Barge Launched at Harwich
An interesting ceremony was witnessed in the shipbuilding yard of Mr W McLearon, at Harwich today (Tuesday 6 February 1906) when a new barge, which has been built in the yard, was launched in the presence of a large number of people. the barge, which was christened the Thalatta is owned by Mr Frederick William Horlock, the well known boat owner of Mistley. She is a fine business like looking craft, being 89 feet long, beam 20ft 6 inches, depth 7 feet 6 inches, and her tonnage is 150. She will be used for the coasting and continental trade.
The barge was decorated with flags and the christening ceremony was performed by Mr Horlock’s little daughter, Coralie Clare, who broke a bottle of champagne over the bows, after which the vessel glided beautifully into the water, amid three hearty cheers, the launch being a highly successful one. The Thalatta immediately proceeded to Mistley to load a cargo of wheat for London, and will afterwards proceed to the continent.

1906

First days of trade

First days of trade

Thalatta left Harwich for Mistley to load her first cargo, wheat for London. In 1906, as well as the east coast ports of Lowestoft, Harwich, Mistley, Hull and London, her passages took her to the near continent including Antwerp, Dunkirk, Nieuwpoort and Rotterdam. She also carried malt to Ireland. These destinations clearly indicated that she was considered to be a good sea-going vessel – a quality which not all of her kind could claim. Her first skipper was Jim Alliston, of Mistley.

1906

Converted to a Boomie

Converted to a Boomie

When Fred Horlock had made up his mind to buy Thalatta he insisted she be rigged as a ‘spritty’ (spritsail) and not as a ‘boomie’ (a boom and gaff mainsail), as she had originally been intended. It was a decision he apparently later regretted, and she was taken back to Harwich by her Skipper James Alliston to be re-rigged as a boomie at some early point.
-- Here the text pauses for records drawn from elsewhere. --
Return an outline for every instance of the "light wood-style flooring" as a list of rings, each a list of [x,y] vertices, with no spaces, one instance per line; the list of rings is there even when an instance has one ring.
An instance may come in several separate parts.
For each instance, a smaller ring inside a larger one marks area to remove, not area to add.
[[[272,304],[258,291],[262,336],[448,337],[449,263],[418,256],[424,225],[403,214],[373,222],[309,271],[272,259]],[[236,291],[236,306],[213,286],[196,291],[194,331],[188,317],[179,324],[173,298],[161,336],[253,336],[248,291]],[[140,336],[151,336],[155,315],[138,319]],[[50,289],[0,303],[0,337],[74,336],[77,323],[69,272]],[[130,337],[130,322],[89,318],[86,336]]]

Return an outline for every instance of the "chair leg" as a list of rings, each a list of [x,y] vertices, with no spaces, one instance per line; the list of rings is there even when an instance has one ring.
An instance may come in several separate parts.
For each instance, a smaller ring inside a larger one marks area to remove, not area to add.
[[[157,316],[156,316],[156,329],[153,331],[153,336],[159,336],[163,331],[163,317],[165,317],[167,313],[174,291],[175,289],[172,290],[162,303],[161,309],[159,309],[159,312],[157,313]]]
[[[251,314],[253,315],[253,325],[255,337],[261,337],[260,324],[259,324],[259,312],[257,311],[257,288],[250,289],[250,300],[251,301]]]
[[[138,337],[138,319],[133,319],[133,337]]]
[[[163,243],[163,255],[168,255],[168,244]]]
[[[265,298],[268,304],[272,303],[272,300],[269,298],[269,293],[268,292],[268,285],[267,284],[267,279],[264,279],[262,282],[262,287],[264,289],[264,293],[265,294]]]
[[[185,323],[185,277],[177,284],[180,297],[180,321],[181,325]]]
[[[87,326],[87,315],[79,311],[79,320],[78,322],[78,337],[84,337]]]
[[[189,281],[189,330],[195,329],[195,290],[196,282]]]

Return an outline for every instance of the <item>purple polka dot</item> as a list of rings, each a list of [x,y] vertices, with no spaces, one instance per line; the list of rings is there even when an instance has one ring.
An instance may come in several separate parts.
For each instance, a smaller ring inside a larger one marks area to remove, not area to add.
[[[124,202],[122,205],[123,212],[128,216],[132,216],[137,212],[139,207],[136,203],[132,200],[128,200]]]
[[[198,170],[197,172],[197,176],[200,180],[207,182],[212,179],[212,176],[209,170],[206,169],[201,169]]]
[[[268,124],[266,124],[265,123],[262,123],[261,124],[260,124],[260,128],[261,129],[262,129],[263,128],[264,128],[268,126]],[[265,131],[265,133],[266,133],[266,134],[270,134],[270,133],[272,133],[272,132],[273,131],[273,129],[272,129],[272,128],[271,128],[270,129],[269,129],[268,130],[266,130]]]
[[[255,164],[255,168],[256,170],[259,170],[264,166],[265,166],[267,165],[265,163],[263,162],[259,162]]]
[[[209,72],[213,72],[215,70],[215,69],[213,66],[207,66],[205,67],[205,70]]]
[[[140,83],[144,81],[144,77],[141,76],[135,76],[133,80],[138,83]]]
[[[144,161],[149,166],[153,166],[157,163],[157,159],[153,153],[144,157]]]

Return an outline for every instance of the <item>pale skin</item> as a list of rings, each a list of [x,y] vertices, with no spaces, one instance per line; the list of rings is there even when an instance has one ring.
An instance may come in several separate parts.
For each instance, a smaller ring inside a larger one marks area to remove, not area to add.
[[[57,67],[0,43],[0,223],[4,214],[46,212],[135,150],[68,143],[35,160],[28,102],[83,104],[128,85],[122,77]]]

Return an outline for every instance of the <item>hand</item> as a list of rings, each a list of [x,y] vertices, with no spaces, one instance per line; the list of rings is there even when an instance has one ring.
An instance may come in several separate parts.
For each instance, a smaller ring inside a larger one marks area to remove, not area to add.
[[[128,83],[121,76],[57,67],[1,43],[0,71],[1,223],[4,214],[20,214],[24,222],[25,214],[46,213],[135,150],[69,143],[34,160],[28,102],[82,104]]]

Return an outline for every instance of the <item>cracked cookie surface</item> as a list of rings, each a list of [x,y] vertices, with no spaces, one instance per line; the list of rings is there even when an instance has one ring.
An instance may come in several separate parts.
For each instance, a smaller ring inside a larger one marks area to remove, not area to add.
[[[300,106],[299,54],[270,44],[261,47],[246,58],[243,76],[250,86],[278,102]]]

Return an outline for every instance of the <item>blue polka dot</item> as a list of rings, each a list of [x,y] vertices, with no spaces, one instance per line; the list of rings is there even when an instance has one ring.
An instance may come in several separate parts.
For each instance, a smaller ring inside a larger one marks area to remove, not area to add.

The spritsail rig was designed for the calmer waters of the River Thames and the estuary, and was not the ideal rig to have on a sea-going vessel.

1908
1908

Thalatta survives a storm

In November 1908 she was caught in a heavy storm when on passage from Sunderland to the Thames, and was towed into Lowestoft with a broken main gaff and a torn sail; seven other barges were either lost or driven ashore in this storm.

1909
1909

A Collision with a Steamer

In January 1909, when loaded with maize from the London Docks, she was in collision with the steamer Forth in Blackwall Reach, sustaining considerable damage to her starboard side, and had to be repaired by Shrubsall’s at Greenwich before continuing her voyage.

1914
1914

WWI – Thalatta is taken over by the Royal Navy

WWI – Thalatta is taken over by the Royal Navy

Thalatta carried some coal freights to the continent (and once returned home with a cargo of eau de Cologne!) before being taken over by the Royal Navy for use as a fleet supply vessel. The Navy gave her a small semi-diesel engine as an auxiliary, but according to all accounts this was never very much use to her, and it was removed a year or two after her return to civilian employment.

1916
1916

WWI – carrying pig iron to Dieppe

In 1916 Thalatta ran between Shoreham and Dieppe deep loaded with pig iron to feed the French war machine

1917
1917

Converted to a Motor Barge

Converted to a Motor Barge

On 25 May 1917 Thalatta was sold to Wynfield Shipping Co of Grimsby. A 70 hp two-cycle vertical oil engine was fitted in the former skipper’s cabin aft, built by Plenty & Sons of Newbury. She was used as a supply vessel to the Humber boom defences, with Percy Richmond as her skipper (who had previously been mate). Her fore-hold was converted to accommodate her crew which now included an engineer. Her rig was cut down and she worked from Grimsby as a motor barge.

1918
1918

After WWI

At the end of the war Herbert Body, of Southend, took over as skipper and she was employed taking materials to Flanders for post-war rebuilding. Between 1919 and 1921 her passages took her to Paris, Antwerp, Brussels and Rotterdam. After that she carried cement to Torquay, china clay from Fowey to Greenhithe, and granite chippings from the Channel Islands.